Self-hosted deployment: Prometheus and Grafana are included in the Docker Compose stack. Prometheus scrapes the orchestrator on the internal gremia network. Grafana dashboards are provisioned automatically from infra/grafana/dashboards/.

Grafana

Access Grafana at port 3001 (internal in Docker Compose, proxied via Nginx in production).

  • Default credentials: admin / changeme (change immediately)
  • Pre-provisioned data source: Prometheus (http://prometheus:9090)
  • Dashboard provisioning: infra/grafana/provisioning/

Logs

Railway: View logs in the Railway dashboard or via the Railway CLI:

railway logs --environment production

Self-hosted:

# Follow orchestrator logs
docker compose -f docker-compose.prod.yml logs -f orchestrator

# Last 100 lines of a specific service
docker compose -f docker-compose.prod.yml logs --tail=100 orchestrator

6. Scaling

Managed (Railway)

Railway supports vertical scaling (adjust CPU/RAM per service) and horizontal scaling (multiple instances). Configure in the Railway dashboard or via the Railway CLI.

WebSocket affinity

If running multiple orchestrator instances, WebSocket connections require sticky sessions. Configure your load balancer or Railway service to use source IP affinity for the /api/v1/tunnel/ws path.

Self-Hosted

Horizontal scaling

The orchestrator is stateless (state lives in Supabase + Redis). Run multiple instances behind Nginx:

docker compose -f docker-compose.prod.yml up -d --scale orchestrator=3

The Nginx upstream uses ip_hash for WebSocket session affinity.

Resource limits

services:
  orchestrator:
    deploy:
      resources:
        limits:
          cpus: "2.0"
          memory: 2G
        reservations:
          cpus: "0.5"
          memory: 512M

Redis

The default Redis configuration uses maxmemory 256mb with allkeys-lru eviction. Increase for high-traffic deployments:

# In docker-compose.prod.yml, update the redis command:
command: redis-server --appendonly yes --maxmemory 512mb --maxmemory-policy allkeys-lru

7. Backup and Recovery

Database (Supabase)

Managed: Supabase provides automated daily backups on Pro plans and above. Point-in-time recovery is available on Team and Enterprise plans.

Manual backup:

pg_dump $DATABASE_URL > backup_$(date +%Y%m%d).sql

Redis

Redis data is ephemeral (cache, rate-limit counters). No backup is required. On Upstash, persistence is handled automatically.

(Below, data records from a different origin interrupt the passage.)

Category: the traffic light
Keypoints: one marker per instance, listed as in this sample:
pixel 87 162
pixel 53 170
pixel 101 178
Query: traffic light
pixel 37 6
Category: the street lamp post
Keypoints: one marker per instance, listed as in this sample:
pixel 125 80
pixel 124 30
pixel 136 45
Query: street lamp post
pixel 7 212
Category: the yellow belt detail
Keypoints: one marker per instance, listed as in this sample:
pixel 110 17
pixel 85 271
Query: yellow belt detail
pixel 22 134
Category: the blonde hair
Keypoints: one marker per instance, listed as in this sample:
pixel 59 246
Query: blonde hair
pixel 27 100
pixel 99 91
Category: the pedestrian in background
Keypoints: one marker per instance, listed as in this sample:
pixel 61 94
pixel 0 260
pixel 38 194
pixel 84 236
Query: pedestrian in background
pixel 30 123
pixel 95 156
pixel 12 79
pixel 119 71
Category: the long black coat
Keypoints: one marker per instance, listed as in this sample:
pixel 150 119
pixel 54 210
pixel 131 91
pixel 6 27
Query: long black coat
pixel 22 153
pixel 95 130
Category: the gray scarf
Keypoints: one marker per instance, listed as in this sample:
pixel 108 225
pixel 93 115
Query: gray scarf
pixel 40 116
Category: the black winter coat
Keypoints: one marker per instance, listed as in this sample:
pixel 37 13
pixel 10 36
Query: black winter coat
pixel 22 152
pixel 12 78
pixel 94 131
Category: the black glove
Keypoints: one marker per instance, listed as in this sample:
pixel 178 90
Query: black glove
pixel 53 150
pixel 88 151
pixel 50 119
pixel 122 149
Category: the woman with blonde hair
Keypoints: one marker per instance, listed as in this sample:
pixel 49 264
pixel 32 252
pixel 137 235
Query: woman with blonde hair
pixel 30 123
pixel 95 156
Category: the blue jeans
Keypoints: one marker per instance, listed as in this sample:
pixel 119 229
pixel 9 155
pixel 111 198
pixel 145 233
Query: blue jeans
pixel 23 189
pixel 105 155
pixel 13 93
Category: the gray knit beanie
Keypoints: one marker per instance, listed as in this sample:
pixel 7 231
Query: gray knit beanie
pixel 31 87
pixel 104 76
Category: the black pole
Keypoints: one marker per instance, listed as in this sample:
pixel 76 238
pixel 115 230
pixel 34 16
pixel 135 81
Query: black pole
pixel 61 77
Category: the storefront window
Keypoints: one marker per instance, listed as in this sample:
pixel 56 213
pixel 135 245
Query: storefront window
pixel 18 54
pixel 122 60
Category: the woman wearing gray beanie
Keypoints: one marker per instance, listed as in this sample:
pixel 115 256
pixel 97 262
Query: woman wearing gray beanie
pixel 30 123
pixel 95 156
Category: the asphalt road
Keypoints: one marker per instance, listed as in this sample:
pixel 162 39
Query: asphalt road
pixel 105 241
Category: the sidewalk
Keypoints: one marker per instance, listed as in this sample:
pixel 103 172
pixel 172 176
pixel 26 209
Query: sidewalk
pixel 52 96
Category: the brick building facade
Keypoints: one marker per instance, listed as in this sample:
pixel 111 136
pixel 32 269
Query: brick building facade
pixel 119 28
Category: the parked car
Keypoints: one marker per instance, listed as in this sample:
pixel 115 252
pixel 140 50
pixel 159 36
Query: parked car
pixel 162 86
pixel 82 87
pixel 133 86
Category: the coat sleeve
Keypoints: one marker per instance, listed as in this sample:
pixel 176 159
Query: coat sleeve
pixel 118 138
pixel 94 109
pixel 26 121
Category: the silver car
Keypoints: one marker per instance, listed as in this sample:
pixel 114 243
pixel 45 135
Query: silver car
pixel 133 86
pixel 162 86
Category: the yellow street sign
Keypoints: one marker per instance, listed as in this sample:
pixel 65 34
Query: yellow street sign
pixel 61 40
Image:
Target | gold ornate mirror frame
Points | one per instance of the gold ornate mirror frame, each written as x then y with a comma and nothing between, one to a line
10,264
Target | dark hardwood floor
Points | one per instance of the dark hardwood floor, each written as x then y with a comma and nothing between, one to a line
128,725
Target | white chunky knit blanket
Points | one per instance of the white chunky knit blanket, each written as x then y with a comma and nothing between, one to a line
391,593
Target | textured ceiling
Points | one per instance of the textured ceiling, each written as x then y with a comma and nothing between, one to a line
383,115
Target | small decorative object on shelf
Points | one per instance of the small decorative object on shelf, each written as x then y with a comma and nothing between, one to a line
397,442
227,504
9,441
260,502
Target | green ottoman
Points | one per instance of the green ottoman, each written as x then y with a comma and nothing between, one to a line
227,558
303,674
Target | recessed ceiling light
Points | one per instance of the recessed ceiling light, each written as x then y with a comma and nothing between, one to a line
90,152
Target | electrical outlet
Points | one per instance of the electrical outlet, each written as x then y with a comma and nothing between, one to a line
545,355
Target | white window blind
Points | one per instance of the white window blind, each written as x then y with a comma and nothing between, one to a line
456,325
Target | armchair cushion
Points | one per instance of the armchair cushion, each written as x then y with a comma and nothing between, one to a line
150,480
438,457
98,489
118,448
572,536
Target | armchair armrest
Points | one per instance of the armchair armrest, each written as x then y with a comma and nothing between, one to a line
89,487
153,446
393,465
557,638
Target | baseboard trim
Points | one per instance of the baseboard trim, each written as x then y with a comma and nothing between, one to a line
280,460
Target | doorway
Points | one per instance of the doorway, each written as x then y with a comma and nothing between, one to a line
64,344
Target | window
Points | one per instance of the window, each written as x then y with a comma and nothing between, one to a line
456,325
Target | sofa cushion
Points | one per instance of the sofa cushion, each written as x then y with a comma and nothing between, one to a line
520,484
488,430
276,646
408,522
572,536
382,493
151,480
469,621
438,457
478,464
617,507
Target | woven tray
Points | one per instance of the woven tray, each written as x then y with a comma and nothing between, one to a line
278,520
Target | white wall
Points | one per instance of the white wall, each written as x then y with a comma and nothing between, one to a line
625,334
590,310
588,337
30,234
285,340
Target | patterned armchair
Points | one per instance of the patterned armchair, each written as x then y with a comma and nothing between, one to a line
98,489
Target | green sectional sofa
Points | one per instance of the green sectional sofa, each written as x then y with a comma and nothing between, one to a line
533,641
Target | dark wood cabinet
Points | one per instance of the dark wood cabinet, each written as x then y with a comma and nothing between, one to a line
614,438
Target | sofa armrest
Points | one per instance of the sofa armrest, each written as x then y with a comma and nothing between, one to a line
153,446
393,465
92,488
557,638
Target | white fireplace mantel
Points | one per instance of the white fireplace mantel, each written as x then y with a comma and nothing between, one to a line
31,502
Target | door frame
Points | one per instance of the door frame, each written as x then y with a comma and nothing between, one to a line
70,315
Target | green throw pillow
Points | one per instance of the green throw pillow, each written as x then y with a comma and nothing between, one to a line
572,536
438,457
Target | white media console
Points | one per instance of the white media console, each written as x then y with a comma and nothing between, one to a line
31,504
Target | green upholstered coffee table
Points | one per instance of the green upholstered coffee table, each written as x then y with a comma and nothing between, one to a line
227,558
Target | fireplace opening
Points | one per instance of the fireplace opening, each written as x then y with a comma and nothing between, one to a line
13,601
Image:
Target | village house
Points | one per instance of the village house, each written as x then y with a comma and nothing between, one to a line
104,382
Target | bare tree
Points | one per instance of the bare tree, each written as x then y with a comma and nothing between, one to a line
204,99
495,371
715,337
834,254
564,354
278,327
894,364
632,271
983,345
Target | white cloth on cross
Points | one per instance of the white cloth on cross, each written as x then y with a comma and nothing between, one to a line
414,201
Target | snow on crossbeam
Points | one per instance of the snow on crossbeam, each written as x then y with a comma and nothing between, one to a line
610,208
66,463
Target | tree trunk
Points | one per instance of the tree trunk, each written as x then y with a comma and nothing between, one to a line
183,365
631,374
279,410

For self-hosted Redis, the appendonly flag is enabled. Data persists in the redis-data Docker volume.

Encryption Keys

Store the ENCRYPTION_KEY in a secure vault. If this key is lost, encrypted credential data cannot be recovered. Use the key rotation API to rotate keys periodically.

Key loss

There is no recovery mechanism for data encrypted with a lost ENCRYPTION_KEY. Store it in at least two independent secure locations.

Disaster Recovery Checklist

  1. Database: Restore from Supabase backup or manual pg_dump
  2. Environment variables: Re-apply from secrets manager
  3. SSL certificates: Re-issue via Let's Encrypt or restore from backup
  4. Docker volumes (self-hosted): prometheus-data, grafana-data, supabase-data should be on persistent storage with regular snapshots

Updating

Managed

  • Backend: Push to main (or merge a PR). Railway auto-deploys.
  • Frontend: Push to main. Vercel auto-deploys.
  • Database: Apply new migrations via Supabase SQL Editor.

Self-Hosted

cd gremia-labs
git pull origin main
docker compose -f docker-compose.prod.yml build orchestrator web
docker compose -f docker-compose.prod.yml up -d orchestrator web

Zero-downtime updates are supported when running multiple orchestrator replicas behind Nginx.